June 17 - August 10 2013

I - Introduction

About Garfield++: Garfield++ is a software generally used for the simulation of micropattern gaseous detectors. It is the C++ version of the well-established Garfield software, written in FORTRAN. Garfield++ is yet not fully developed for applications like wire chambers and still needs some further testing and improvement.

Objective: Since Garfield++ is a working but yet not fully accomplished toolkit, the work to be performed had a double objective: First: To validate and test some of the existing functions in the core of Garfield++; also to

modify and add functionality when need arises. Second: to simulate in Garfield++ (and other software interfaced to it) all parts needed

to validate the behavior of the ALICE TPC, with a focus on the Multi-Wire Proportional Chambers (MWPC). The four main parts of the simulation include:

I. Primary ionization (using the interface with the HEED software) II. Electron drift properties (using the interface with the Magboltz software)

III. Amplification and Ion drift IV. Signal creation

Once all parts are functional, it is easy to integrate them to get a simulation of the whole chain from the primary ionization of the gas to the full signal induced on the electronics. The code is put on the Garfield++ webpage as an example for future reference.

II - Summary of the work done

A. Contributions to the code of Garfield++

While testing the existing functions in Garfield++, some stability issues popped out and had to be fixed. These include modifications in the classes for the drift lines calculation (ending of the drift line), the interpolation function for the transport parameters of electrons, as well as the integration of the diffusion coefficient along the drift path. On the other hand, part of the features present in Garfield (FORTRAN) was missing in the C++ version, and was needed for the required simulation related to the ALICE TPC. This included writing the function to integrate the gain along the drift line of electrons for instance, enabling the plotting of both the geometry and the drift lines on the same canvas, developing the tools needed to retrieve the signal on an electrode... Some other features were newly added, like the new plotting tool for the transport parameters of electrons, which enables the plotting of a parameter not only as a function of electrical field, but also function of magnetic field intensity or angle.

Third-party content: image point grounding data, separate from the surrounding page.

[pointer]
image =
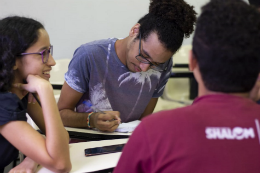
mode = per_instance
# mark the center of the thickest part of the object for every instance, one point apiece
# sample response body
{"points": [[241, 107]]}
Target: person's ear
{"points": [[193, 63], [15, 67], [134, 30]]}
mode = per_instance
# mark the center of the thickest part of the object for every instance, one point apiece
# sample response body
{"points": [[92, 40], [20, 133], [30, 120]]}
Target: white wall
{"points": [[71, 23]]}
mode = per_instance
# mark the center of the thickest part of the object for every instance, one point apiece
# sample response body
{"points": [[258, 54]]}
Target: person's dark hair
{"points": [[255, 3], [17, 34], [172, 20], [226, 45]]}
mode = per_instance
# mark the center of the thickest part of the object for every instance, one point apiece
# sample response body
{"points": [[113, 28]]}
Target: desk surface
{"points": [[80, 163]]}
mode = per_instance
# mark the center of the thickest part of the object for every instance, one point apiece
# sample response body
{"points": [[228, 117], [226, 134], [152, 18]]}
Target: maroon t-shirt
{"points": [[216, 134]]}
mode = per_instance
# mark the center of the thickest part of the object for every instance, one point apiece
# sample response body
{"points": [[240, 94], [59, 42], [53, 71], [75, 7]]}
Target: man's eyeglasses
{"points": [[144, 60], [45, 54]]}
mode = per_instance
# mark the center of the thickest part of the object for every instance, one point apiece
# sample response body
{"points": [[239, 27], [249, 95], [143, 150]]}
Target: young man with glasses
{"points": [[124, 78], [220, 131]]}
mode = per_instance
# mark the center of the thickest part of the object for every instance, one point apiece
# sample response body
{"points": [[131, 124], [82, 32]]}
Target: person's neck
{"points": [[120, 48], [15, 90]]}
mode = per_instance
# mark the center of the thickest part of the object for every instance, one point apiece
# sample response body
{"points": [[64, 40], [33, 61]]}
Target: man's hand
{"points": [[26, 166], [107, 122]]}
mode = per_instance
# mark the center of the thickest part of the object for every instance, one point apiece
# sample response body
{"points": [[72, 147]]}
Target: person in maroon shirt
{"points": [[220, 131]]}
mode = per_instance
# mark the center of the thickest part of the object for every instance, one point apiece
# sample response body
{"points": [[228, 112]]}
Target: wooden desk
{"points": [[80, 163]]}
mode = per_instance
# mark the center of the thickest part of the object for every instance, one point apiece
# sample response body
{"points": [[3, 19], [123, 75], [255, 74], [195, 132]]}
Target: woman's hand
{"points": [[26, 166]]}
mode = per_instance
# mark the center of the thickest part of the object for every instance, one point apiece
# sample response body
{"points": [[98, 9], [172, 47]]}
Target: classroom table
{"points": [[80, 163], [94, 135]]}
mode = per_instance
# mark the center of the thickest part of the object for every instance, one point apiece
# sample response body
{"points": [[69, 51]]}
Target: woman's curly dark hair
{"points": [[17, 34], [172, 20]]}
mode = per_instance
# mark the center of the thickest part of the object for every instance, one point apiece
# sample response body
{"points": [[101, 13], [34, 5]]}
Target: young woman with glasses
{"points": [[25, 65]]}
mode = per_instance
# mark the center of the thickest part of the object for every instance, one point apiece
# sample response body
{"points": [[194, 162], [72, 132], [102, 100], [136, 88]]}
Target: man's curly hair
{"points": [[17, 34], [226, 45], [172, 20]]}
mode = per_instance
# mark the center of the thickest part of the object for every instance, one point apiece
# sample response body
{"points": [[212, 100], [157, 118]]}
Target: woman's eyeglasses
{"points": [[45, 54], [144, 60]]}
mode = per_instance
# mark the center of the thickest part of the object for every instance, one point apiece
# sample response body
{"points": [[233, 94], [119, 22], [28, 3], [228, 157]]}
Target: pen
{"points": [[88, 103]]}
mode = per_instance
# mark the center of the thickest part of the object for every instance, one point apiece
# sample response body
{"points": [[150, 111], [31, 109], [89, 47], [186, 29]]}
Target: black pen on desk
{"points": [[36, 98]]}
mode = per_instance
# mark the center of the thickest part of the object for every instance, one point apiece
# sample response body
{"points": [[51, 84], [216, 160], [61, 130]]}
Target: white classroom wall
{"points": [[71, 23]]}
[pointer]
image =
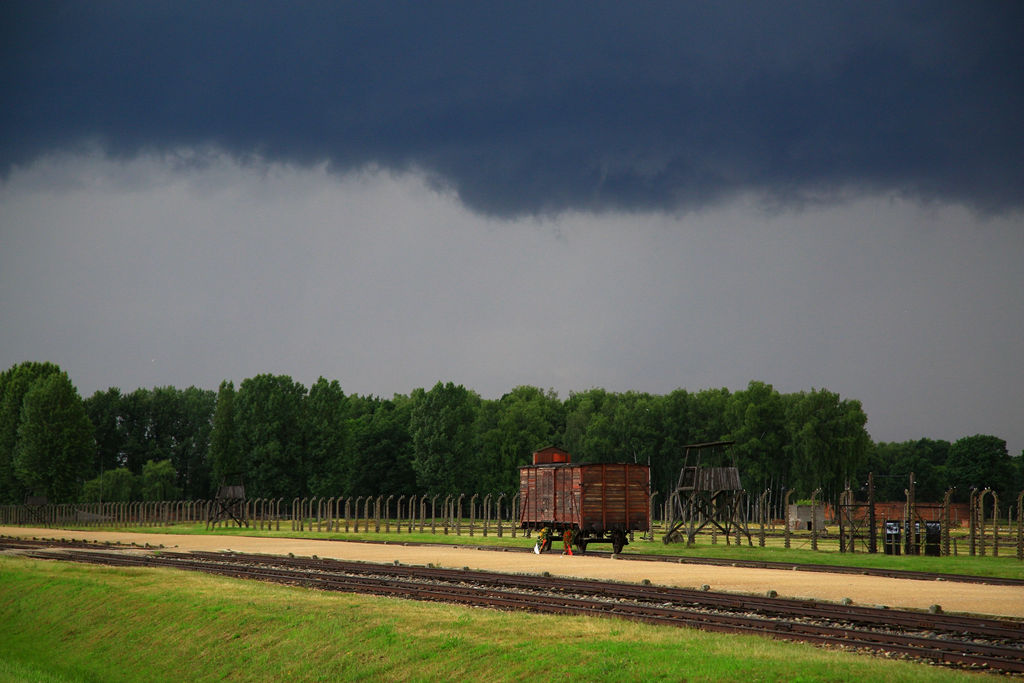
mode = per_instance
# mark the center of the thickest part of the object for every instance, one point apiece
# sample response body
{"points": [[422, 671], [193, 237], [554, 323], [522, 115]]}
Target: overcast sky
{"points": [[634, 197]]}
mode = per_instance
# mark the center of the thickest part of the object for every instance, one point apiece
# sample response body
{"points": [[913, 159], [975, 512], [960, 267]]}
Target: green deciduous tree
{"points": [[225, 459], [55, 446], [441, 426], [117, 485], [14, 384], [268, 425], [158, 481], [326, 422], [826, 440], [981, 462]]}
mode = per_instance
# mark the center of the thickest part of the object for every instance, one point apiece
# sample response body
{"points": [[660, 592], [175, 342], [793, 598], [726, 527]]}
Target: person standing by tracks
{"points": [[543, 541]]}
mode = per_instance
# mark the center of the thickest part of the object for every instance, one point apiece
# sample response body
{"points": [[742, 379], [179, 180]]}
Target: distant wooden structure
{"points": [[35, 507], [229, 505], [707, 496]]}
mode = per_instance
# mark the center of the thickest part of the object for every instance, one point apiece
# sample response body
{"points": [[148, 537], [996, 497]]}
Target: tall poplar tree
{"points": [[55, 445]]}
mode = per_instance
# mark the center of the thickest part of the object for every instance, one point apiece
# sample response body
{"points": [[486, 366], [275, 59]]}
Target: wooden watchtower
{"points": [[228, 505], [707, 496]]}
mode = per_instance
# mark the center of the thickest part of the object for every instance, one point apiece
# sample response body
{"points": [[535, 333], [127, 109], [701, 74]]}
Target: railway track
{"points": [[952, 640], [755, 564]]}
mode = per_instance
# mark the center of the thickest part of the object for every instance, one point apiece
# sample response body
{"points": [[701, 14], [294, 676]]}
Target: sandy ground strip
{"points": [[867, 591]]}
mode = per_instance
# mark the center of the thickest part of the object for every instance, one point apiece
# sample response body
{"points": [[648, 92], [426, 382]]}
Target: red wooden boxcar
{"points": [[598, 503]]}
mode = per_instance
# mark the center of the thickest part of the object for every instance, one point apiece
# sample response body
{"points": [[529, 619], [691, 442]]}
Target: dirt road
{"points": [[867, 591]]}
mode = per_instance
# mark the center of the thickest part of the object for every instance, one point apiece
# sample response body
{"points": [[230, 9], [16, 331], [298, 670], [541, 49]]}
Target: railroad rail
{"points": [[749, 564], [992, 644]]}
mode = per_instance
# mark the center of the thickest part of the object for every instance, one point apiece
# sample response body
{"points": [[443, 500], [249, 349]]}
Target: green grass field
{"points": [[1006, 565], [66, 622]]}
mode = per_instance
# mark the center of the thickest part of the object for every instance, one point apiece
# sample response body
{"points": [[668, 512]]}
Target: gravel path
{"points": [[867, 591]]}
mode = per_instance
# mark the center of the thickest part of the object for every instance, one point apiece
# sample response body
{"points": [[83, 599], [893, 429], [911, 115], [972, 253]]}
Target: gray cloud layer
{"points": [[534, 108]]}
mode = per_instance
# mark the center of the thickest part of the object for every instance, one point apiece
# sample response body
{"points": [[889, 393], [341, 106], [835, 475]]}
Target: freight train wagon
{"points": [[599, 503]]}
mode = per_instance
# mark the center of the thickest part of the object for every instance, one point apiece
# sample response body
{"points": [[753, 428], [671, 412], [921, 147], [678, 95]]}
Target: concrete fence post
{"points": [[472, 512]]}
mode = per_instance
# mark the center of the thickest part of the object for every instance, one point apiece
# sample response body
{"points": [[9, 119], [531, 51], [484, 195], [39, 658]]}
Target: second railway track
{"points": [[992, 644]]}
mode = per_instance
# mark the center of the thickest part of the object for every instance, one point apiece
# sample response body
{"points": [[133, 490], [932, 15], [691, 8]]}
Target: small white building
{"points": [[801, 517]]}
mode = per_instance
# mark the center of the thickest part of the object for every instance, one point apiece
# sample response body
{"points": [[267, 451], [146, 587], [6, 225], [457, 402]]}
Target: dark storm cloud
{"points": [[530, 108]]}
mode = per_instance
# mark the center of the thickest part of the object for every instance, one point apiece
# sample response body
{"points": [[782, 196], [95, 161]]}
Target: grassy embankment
{"points": [[1006, 565], [65, 622]]}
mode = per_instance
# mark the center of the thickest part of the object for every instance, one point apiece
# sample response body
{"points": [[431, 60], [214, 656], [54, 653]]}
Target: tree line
{"points": [[282, 439]]}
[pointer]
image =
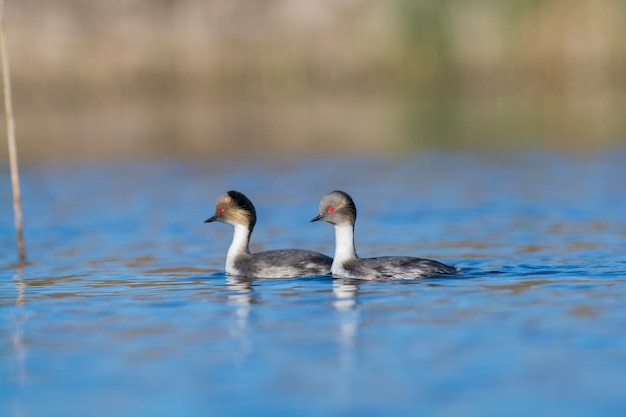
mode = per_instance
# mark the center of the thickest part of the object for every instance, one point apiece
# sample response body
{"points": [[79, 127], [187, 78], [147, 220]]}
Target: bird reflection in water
{"points": [[345, 291], [241, 298]]}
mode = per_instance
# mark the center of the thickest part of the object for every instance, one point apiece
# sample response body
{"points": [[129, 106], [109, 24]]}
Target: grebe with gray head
{"points": [[236, 209], [338, 209]]}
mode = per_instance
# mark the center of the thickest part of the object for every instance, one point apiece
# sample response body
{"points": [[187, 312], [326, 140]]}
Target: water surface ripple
{"points": [[124, 308]]}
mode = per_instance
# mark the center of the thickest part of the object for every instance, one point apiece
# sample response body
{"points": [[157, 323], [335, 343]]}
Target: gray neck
{"points": [[239, 246], [344, 243]]}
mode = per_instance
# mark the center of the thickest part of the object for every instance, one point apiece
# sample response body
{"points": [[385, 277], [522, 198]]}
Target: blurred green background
{"points": [[195, 78]]}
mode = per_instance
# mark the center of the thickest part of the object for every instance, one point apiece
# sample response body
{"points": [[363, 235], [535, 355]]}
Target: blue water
{"points": [[124, 309]]}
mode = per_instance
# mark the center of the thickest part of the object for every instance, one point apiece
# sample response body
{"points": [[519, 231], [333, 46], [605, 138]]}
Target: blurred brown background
{"points": [[151, 78]]}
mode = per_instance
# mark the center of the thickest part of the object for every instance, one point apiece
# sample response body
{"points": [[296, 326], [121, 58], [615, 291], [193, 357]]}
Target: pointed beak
{"points": [[316, 218]]}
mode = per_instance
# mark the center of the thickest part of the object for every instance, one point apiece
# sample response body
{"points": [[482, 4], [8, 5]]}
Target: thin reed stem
{"points": [[8, 108]]}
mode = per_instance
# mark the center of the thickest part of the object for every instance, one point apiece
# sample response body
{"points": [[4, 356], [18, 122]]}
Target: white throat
{"points": [[344, 244], [239, 246]]}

B. Simulations related to the ALICE TPC

In the first two parts of the simulation work (Primary Ionization and Electron Drift), results were reproduced in Garfield++ for the current gas of the ALICE TPC (Ne/CO2 (90/10)) or with N2 added (Ne/CO2/N2 (90/10/5)) and Ar/CO2 (88/12), which is the candidate for the new upgrade of the TPC gas.

1. Primary ionization

The HEED interface was used to simulate the number of clusters, number of total electrons and energy deposition for the three gases mentioned above. Plots were generated as a function of momentum, and the Minimum Ionizing Particle (MIP) results were extracted. The figures for the MIP are compared to the results from the FORTRAN version of Garfield in Table 1 below.

Table 1: Comparative table for primary electrons (Np) and total electrons (NT) for a MIP

Gas

NP

(Garf++)

[cm-1

]

NP

(Garf)

[cm-1

]

NT

(Mean)

(Garf++)

[cm-1

]

NT

(Mean)

(Garf)

[cm-1

]

NT

(MPV)

(Garf++)

[cm-1

]

Ne-CO2 (90/10) 12.92 13.3 34.11 36.8 19.4

Ne-CO2-N2 (90/10/5) 13.37 14.0 34.82 36.1 19.5

Ar-CO2 (88-12) 26.42 26.4 72.19 74.8 40.1

2. Electron drift properties

Electron drift parameters such as drift velocity (three components) and diffusion coefficients were simulated using the interface with Magboltz, which generates gas tables. These tables were then used later on for simulating the actual gas detectors. Figure 1 below demonstrates the new plotting tool by showing the three components of drift velocity for electrons, as a function of electric field and angle between magnetic and electric field.

Figure 1: Drift Velocity components as a function of Electric field (left) and magnetic field Angle (right) for Ne-CO2-N2 (90/10/5) with B = 0.5 T

At 400 V/cm (the drift field value of the ALICE TPC), the drift velocity was found to be 2.52 [cm/us] for Ne-CO2 (90/10) (2.73 in Garfield), and 3.26 [cm/us] for Ar-CO2 (88/12) (3.31 in Garfield). The differences are most probably due to the updated version of Magboltz. Table 2 below summarizes the results for the diffusion coefficients (longitudinal and transverse):

Table 2: Comparative table for longitudinal (DL) and transverse (DT) diffusion coefficients

Gas Ne-CO2 (90/10) Ne-CO2-N2 (90/10/5) Ar-CO2 (90/10)

DL (Garf++) [cm1/2] 0.0228 0.0218 0.0259

DL (Garf) [cm1/2] 0.0231 0.0221 0.0262

DT (Garf++) cm1/2] 0.0207 0.0198 0.0219

DT (Garf) [cm1/2] 0.0208 0.0209 0.0221

As shown above, all results are in agreement with the results from Garfield, within

acceptable error range.

3. ALICE TPC ROC geometries

The geometry of the MWPC in the Readout Chambers (ROC) of the ALICE TPC can be easily implemented using thin wires/planes configurations, available from within Garfield++. Hence, no additional external program is needed for drift line calculations. However, if we wish to look at the signal induced by an avalanche say on a cathode pad, then we would need to compute the weighting field using an external program like neBem (to be discussed later in this report).

a. Electron drift lines

Electron drift lines were studied for both Outer ROC (OROC) and the smaller Inner ROC (IROC), radially closer to the beam. Also, ExB effects were simulated and observed to be in the order of 200 microns.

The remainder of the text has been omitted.